Voilà un sujet qui pourrait paraître bien trivial, pourquoi alors lui consacrer un article ? Tout simplement car nous nous sommes aperçus avec notre article « état des lieux dans la maroquinerie » que beaucoup de gens n’avaient pas la moindre idée de comment est fabriqué la maroquinerie et ignorent plus ou moins ce qui permet de différencier les produits ou de déterminer leur valeur.

En maroquinerie les tranches ne sont normalement pas laissées nues, car en plus d’être inesthétique cela diminue la longévité du produit final. Je dis bien normalement car vous trouverez toujours des escrocs qui sous prétexte de “rusticité” vendent des produits volontairement mal fabriqués ou à moitié terminés. Ce genre de ploucs pullulent sur Youtube, je ne compte pas le nombre de gogoles qui se prétendent “artisans” parce qu’ils mettent du Tokonole sur des tranches et frottent un peu fort ou qui font des vidéos ultra pute à clic “comment fabriquer un portefeuille Hermès pour $70”. Notez que c’est rigolo de se moquer d’Hermès, encore faut-il en avoir les moyens. Cela vaut également pour la multitude d’entreprises de maroquinerie industrielle (en private label ou non) qui existe en France et qui avec leurs produits bâclés “haut de gamme” s’adresse aux bobos urbains.

La finition des tranches en maroquinerie est une étape particulièrement importante car elle permet dans certains cas de juger immédiatement de l’attention au détail qui est portée à un produit et donc de sa qualité. C’est donc un “outil” intéressant pour le consommateur, puisque de nos jours les grands groupes du luxe pratiquent des prix toujours plus exorbitants pour leur maroquinerie. Est-ce que vous payez pour du savoir-faire et de la finesse ou est-ce que vous payez avant tout une image ? Bien évidemment cette question est rhétorique et nous savons tous que la plus grande part du prix est constitué par la marque. Néanmoins, quels sont les fabricants qui vous prennent pour des dindons complets (souvent à juste titre), et ceux qui ne se foutent pas totalement de votre tronche ? Les marques savent parfaitement le temps qu’il faut pour réaliser des belles tranches, mais elles savent également que la majorité des clients ignorent ce point quand ils ne s’en foutent pas tout simplement, obnubilés qu’ils peuvent être par un logo et le soi-disant prestige social qu’il apporte.
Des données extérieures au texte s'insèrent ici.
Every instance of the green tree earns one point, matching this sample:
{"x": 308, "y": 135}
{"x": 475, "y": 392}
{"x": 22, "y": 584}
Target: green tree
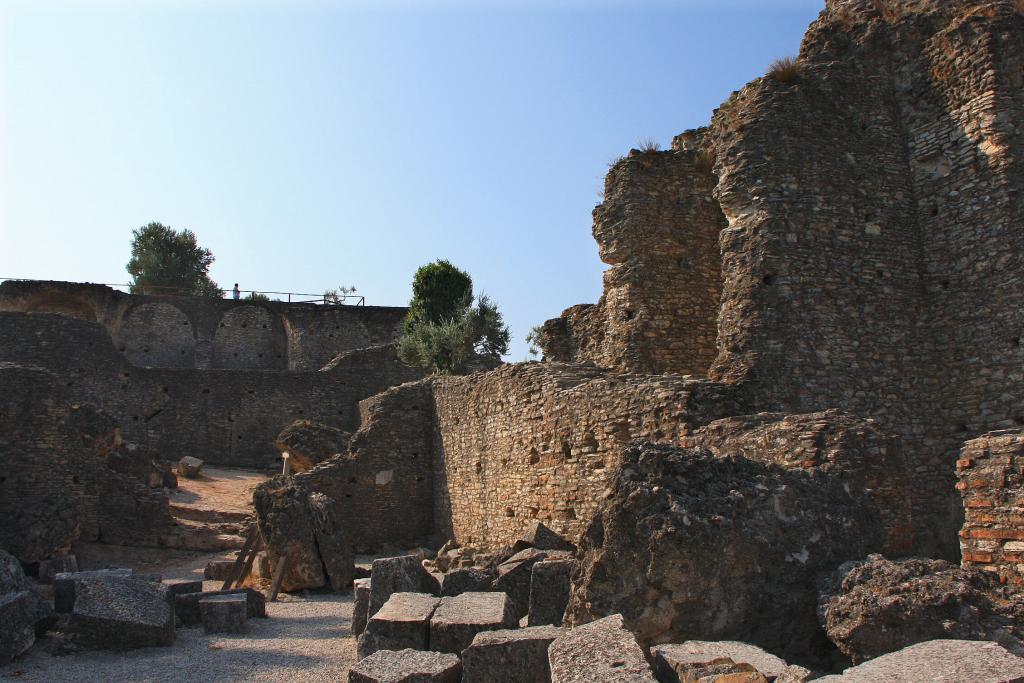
{"x": 168, "y": 261}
Il existe différentes façons de finir les tranches (également appelées bords, sinon ça va devenir monotone) et chacune a ses avantages et inconvénients. Bien évidement toutes ces finitions ne se valent pas, il existe, comme pour tout, une hiérarchie. Certaines demandent plus de temps et de minuties que d’autres, certaines sont plus ou moins industrialisées. Cela ne veut pas pour autant dire qu’il faille tout observer sur le plan de la technique, certaines finitions peuvent être choisie en raison de leur aspect esthétique ou en raison de contraintes techniques, le tout est de faire preuve de cohérence dans le choix de la finition et surtout de l’exécuter proprement. Le problème c’est que ça n’est bien souvent pas le cas. Car la finitions des tranches est une étape chronophage, et bien évidemment le temps c’est de l’argent. Et d’un coup, vous trouvez LE point commun entre la maroquinerie en private label pour bobos urbains et celle des marques du luxe : des tranches nazes. En même temps, comme tout ça sort bien souvent des mêmes usines, ça n’est guère surprenant.

Évolution des finitions

Traditionnellement la maroquinerie utilisait le rembord, une technique qui consiste à amincir le cuir et le “replier” sur lui-même afin de cacher la tranche, alors que la sellerie utilisait le bord franc, une technique où la coupe, l’arrête du cuir si vous préférez, est visible et est ensuite finie soit à la teinture soit via diverses techniques tels que le brunissage, une action qui vise à lisser les tranches par friction. Aujourd’hui cette distinction n’a plus lieu d’être car le bord franc est devenu extrêmement courant dans la maroquinerie et c’est pour cette raison que nous allons l’aborder en premier. D’ailleurs ne vous étonnez pas si cet article est excessivement disproportionné, le bord franc étant devenu LA norme dans la maroquinerie nous allons parler abondamment de celui-ci, notamment de sa version peinte qui est de loin la finition la plus utilisée de nos jours. Nous n’allons d’ailleurs pas (du tout) aborder toutes les jointures, les bords et les assemblages qui existent, nous allons nous concentrer sur ce que vous allez rencontrer essentiellement en maroquinerie fine.

Nous allons commencer par illustrer ce changement de « mode » afin de vous permettre de cerner de quoi il est question dans cet article.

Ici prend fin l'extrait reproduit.